And guess what? This dish turned out to be one of the most delicious and easiest meals I’ve ever prepared, while also hitting high marks for a gorgeous presentation. I plated it on a huge platter with a generous sprinkling of minced Italian parsley and additional freshly grated Parmesan, a blonde version of an Italian favorite. My clients loved it, too, and now it’s earned a place in the cookbook I will one day write.

So if you, like me, have fallen out of love with spaghetti and meatballs, rekindle your affection with mine.

Turkey Eggplant Meatballs with
Golden Caramelized Aglio e Olio

Serves 8 to 10

For the meatballs
2 pounds ground turkey
1 medium onion, finely diced
8 cloves garlic, finely diced
1½ teaspoons kosher salt
1 teaspoon crushed red pepper flakes
1 large eggplant, peeled and cubed
6 slices white bread, torn into pieces
2 eggs, lightly beaten
1 cup freshly grated Parmesan cheese

1. Preheat oven to 375°F. Prepare two baking sheets with parchment paper (do not substitute with foil, or meatballs will stick).
2. In a large bowl mix the turkey, onion, garlic, salt, and red pepper flakes.
3. Put the eggplant dice in a pot and cover with water. Bring to a boil and cook until tender, about 15 minutes.

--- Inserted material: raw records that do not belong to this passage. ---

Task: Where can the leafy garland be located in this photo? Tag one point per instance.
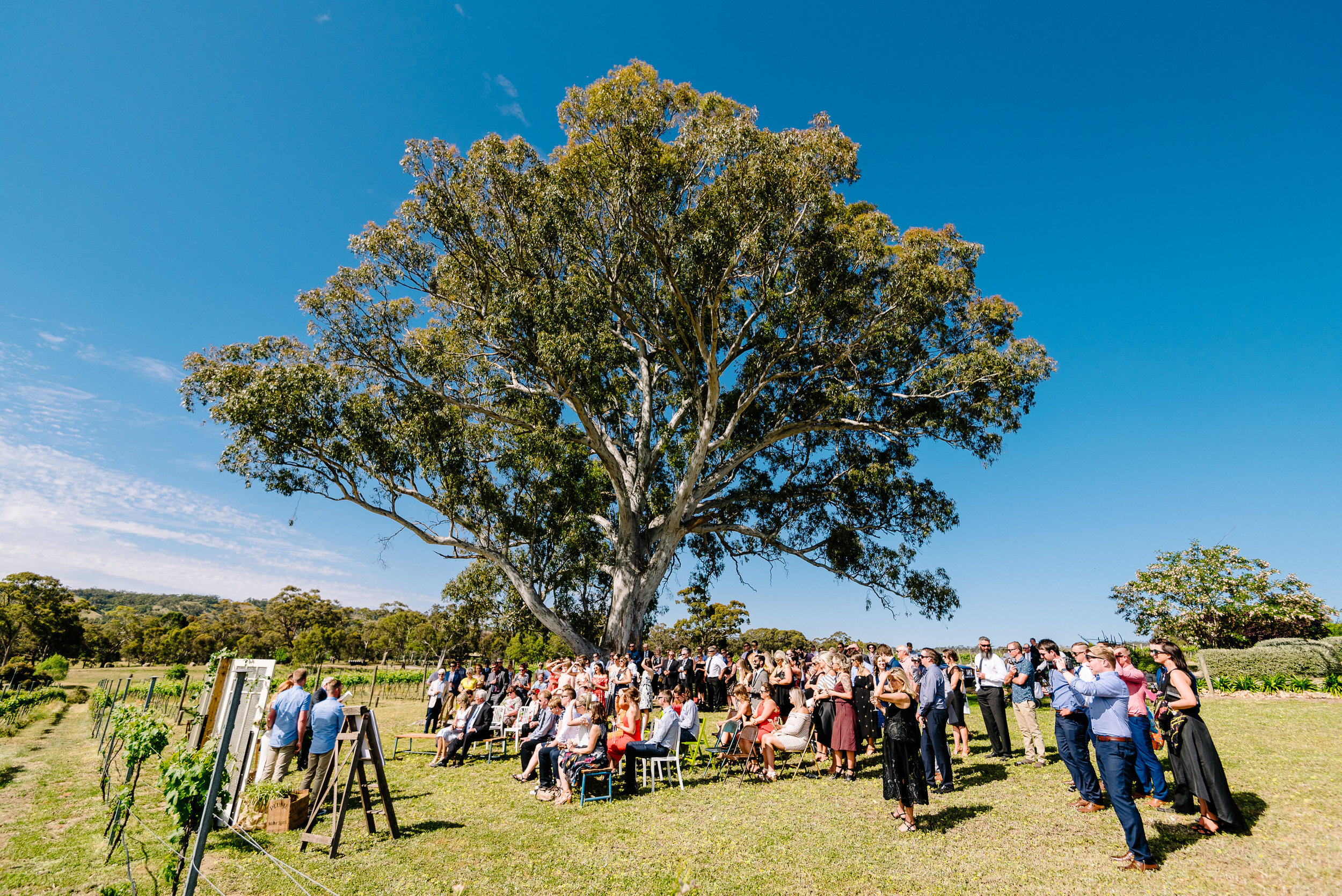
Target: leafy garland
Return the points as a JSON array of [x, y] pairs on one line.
[[184, 780]]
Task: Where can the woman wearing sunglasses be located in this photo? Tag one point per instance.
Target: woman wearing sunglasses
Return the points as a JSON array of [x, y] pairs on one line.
[[1193, 760]]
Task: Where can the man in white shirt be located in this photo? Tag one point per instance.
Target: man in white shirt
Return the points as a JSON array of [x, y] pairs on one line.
[[665, 738], [991, 675], [714, 668]]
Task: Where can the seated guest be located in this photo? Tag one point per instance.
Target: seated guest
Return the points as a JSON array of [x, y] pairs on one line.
[[453, 729], [540, 734], [740, 707], [589, 755], [627, 725], [571, 727], [792, 738], [666, 737], [689, 712], [477, 729]]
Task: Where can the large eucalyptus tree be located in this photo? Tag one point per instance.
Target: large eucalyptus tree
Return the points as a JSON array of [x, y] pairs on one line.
[[674, 338]]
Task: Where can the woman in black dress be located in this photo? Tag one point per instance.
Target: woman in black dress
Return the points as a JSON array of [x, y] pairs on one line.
[[901, 769], [1193, 758], [780, 680], [863, 687]]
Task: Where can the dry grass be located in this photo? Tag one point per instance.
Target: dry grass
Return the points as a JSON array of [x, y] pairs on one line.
[[1005, 829]]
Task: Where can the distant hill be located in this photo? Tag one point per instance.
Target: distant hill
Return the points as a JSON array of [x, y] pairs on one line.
[[104, 600]]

Drain and reserve ½ cup of the cooking liquid.
4. Put the torn bread in a bowl and add 1/4 cup of the reserved eggplant water. Mash and squeeze the bread until it is a doughy, wet mass. If more water is needed, add a few more tablespoons one at a time.
5. Put the eggplant on a cutting board and chop until it is reduced to a pulpy purée.
6. Add the bread and eggplant to the turkey and mix well. Add the eggs and Parmesan and mix well. The mixture will be light and moister than a traditional meatball mixture.
7. Gingerly roll the turkey mixture into 2-inch balls and drop onto a baking sheet. Bake for 35 to 40 minutes, until the tops are golden brown and the bottoms are crunchy. Set aside.

For the pasta
12 cloves garlic, minced
1 cup extra-virgin olive oil
1 teaspoon kosher salt
1 teaspoon crushed red pepper flakes
2 pounds dried spaghetti
1½ cups freshly grated Parmesan cheese
½ cup minced Italian parsley

1. Place the minced garlic in a small pot, not a saucepan, and cover with the olive oil. (This is not a sauté but a slower-cooked caramelization process that cannot be achieved in a shallow pool of olive oil. The garlic would cook too quickly and taste bitter rather than sweet and garlicky with a chewy texture.) Add the salt and the red pepper flakes. Cook over low heat until the garlic has caramelized and is golden and slightly browned on the edges, about 15 minutes.
2. Cook the pasta according to package directions. Drain but do not rinse; immediately place in a large bowl and toss with ¾ cup of the garlic olive oil. Toss with the Parmesan and parsley. Spread on a large serving platter.
3. In a large sauté pan over high heat, reheat the meatballs with the rest of the garlic olive oil for 2 to 3 minutes. Tumble the meatballs onto the platter and serve immediately.
4. Follow with a simple green salad. Mangiamo!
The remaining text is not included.